Turkey can choose to “close the valves” on oil exports from Iraq’s Kurdish region through the Turkish port of Ceyhan, President Recep Tayyip Erdogan warned as Kurds voted Monday in a referendum on independence from Iraq.
The landlocked Kurdish enclave in northern Iraq can ship as much as 700,000 barrels a day through the pipeline to Ceyhan on the Mediterranean. The Turkish president’s comments served as a reminder that Iraq’s semi-autonomous Kurdistan Regional Government depends on good relations with neighboring Turkey for most of their oil sales and revenue. Turkey, which has its own restive Kurdish minority, opposes the Kurdish independence referendum in Iraq.
“Let’s see where the regional government will flow its oil, through which channels and where it will sell it,” Erdogan said in Istanbul on Monday. Turkey, which is both a customer and a conduit for Kurdish oil, is ready to intervene as it did in Syria, he said, referring to a cross-border military operation last year. “We may arrive one night, suddenly.”
Oil pumped at fields controlled by the KRG and the central Iraqi government’s North Oil Co. was flowing normally through the export pipeline on Monday, according to two people familiar with the matter, asking not to be identified because the information is confidential.
Iraq’s Kurdish enclave could hold 45 billion barrels of crude reserves, more than OPEC member Nigeria, according to KRG data. The region pumped about 544,600 barrels of oil a day in 2016 and is expected to boost output to 602,000 barrels this year, consultant Rystad Energy said in April. Last year’s production represented about 12 percent of the supply from Iraq, the second-biggest producer in the Organization of Petroleum Exporting Countries.
Disputed Oil
The referendum isn’t limited to the three Kurdish governorates, or provinces, of Iraq; people in the disputed, oil-rich area of Kirkuk are also participating in the poll.

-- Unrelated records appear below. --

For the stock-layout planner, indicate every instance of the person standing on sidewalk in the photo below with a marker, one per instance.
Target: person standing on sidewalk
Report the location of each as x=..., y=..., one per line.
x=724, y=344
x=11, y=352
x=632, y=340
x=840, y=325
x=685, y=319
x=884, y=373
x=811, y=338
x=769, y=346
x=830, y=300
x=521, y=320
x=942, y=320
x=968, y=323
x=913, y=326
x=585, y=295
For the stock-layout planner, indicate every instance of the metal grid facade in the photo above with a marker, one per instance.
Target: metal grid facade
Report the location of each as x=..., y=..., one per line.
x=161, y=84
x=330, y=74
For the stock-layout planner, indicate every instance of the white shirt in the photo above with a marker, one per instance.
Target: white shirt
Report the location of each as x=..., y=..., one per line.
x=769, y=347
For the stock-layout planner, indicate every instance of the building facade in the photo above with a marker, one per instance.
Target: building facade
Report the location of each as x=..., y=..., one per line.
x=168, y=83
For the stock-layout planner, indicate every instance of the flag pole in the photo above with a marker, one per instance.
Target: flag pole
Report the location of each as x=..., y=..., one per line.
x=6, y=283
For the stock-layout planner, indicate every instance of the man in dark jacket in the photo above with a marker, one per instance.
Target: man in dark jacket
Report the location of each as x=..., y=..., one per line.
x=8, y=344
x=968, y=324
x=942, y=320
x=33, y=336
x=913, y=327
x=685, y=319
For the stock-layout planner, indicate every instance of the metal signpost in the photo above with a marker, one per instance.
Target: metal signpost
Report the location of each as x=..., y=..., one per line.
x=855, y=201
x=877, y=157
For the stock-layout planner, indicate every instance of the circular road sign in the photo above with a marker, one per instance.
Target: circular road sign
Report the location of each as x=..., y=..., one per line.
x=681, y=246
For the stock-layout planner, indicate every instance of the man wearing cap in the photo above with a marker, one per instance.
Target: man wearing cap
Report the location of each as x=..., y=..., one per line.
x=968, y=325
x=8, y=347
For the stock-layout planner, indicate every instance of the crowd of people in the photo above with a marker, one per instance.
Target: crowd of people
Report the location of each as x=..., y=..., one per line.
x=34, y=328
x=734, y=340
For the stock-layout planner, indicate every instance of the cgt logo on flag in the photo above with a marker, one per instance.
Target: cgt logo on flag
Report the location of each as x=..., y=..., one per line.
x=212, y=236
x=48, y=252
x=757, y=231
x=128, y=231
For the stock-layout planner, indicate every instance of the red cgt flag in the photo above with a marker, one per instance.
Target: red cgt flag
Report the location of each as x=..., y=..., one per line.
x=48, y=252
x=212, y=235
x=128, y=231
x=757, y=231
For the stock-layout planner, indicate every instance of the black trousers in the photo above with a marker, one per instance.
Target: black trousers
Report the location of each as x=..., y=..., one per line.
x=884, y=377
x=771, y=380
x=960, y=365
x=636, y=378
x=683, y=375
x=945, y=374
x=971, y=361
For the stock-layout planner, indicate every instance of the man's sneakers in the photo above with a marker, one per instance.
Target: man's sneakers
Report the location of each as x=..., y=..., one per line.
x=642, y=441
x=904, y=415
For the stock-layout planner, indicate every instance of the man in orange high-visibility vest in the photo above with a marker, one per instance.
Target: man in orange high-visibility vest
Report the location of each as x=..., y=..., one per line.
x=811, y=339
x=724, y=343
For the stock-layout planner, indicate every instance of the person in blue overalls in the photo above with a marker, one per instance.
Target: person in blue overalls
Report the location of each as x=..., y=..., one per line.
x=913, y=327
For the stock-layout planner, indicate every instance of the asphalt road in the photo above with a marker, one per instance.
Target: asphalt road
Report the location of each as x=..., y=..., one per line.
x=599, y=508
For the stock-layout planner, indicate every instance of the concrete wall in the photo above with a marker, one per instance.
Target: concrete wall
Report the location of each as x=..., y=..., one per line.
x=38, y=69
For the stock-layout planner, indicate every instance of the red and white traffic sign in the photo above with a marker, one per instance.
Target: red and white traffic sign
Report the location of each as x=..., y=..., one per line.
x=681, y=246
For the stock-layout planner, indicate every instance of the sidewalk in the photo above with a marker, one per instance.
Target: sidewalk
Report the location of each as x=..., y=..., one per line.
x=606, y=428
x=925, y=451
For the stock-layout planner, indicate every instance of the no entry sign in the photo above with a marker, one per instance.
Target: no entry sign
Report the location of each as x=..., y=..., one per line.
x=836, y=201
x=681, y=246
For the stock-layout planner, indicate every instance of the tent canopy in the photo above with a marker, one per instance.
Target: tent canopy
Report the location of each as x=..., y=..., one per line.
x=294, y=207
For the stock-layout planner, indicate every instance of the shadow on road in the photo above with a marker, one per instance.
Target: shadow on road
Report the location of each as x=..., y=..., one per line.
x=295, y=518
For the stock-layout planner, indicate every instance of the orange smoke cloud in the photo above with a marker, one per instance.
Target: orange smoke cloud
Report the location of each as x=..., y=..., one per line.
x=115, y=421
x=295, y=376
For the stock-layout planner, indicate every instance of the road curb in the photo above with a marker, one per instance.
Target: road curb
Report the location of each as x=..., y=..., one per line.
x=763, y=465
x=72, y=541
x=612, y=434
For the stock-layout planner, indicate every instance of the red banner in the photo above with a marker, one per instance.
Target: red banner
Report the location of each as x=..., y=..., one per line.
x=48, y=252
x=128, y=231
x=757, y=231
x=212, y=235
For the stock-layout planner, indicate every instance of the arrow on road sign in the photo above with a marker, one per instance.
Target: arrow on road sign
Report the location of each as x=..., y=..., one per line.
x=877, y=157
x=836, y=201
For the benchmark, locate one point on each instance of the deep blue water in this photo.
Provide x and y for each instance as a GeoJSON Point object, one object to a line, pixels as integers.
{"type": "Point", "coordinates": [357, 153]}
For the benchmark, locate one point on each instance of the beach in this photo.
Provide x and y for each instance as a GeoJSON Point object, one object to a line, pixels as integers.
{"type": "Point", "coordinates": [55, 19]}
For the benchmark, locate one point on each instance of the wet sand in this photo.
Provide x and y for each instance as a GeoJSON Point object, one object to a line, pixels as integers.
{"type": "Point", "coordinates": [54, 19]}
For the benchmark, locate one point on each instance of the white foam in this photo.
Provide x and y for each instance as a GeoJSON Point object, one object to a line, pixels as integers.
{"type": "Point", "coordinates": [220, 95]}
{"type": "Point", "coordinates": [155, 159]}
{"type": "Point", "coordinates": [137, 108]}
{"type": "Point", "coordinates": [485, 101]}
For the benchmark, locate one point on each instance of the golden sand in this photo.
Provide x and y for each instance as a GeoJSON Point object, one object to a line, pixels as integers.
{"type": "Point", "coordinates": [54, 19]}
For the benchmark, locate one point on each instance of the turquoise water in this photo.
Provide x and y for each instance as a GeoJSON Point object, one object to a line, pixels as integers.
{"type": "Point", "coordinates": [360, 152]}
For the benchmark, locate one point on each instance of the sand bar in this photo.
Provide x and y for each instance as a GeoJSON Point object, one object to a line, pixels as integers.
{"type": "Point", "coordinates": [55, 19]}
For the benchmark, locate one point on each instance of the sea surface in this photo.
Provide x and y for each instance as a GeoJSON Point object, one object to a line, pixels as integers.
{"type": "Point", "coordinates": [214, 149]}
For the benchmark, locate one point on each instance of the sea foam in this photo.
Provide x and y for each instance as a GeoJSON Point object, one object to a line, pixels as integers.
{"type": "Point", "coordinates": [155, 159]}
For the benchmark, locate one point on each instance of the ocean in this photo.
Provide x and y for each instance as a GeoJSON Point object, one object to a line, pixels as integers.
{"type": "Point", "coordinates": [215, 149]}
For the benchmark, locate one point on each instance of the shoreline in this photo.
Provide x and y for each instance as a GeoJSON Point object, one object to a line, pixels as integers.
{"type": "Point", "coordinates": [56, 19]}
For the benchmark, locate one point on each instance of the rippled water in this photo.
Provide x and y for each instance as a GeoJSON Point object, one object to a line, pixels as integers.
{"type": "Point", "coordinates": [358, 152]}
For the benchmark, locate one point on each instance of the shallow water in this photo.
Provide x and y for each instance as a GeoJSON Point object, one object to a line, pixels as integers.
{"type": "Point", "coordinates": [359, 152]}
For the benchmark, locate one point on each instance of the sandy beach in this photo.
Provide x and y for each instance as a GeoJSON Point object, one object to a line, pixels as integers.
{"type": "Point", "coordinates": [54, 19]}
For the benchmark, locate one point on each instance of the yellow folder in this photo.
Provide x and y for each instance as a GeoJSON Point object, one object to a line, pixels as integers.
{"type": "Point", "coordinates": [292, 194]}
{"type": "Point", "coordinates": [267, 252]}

Iraq’s central government also condemned the KRG for including Kirkuk in its referendum and has threatened to retaliate.
Turkey and Iran, which also has a population of Kurds, have been among the most outspoken opponents of the referendum and were among the first to act. Iran’s Tasnim news agency reported that Iranian airspace bordering the Kurdish region had been closed at the request of Iraq’s government, and that the Iranian military was conducting exercises in frontier provinces.
The vote was “laying the ground for hot conflict,” Turkey’s Prime Minister Binali Yildirim said Monday. Turkey now considered the Iraqi government the sole counter party in its arrangement over oil exports to Turkey’s Mediterranean coast, he said.
Kurdish exports averaged 515,000 barrels a day last year, according to cargo tracking compiled by Bloomberg News. Shipments averaged 583,600 barrels a day year to date, the data show.
Turkey would shut border crossings with Iraq’s Kurdish region in both directions, Erdogan said, without specifying the timing of the closures or elaborating on whether they would apply to all goods and people.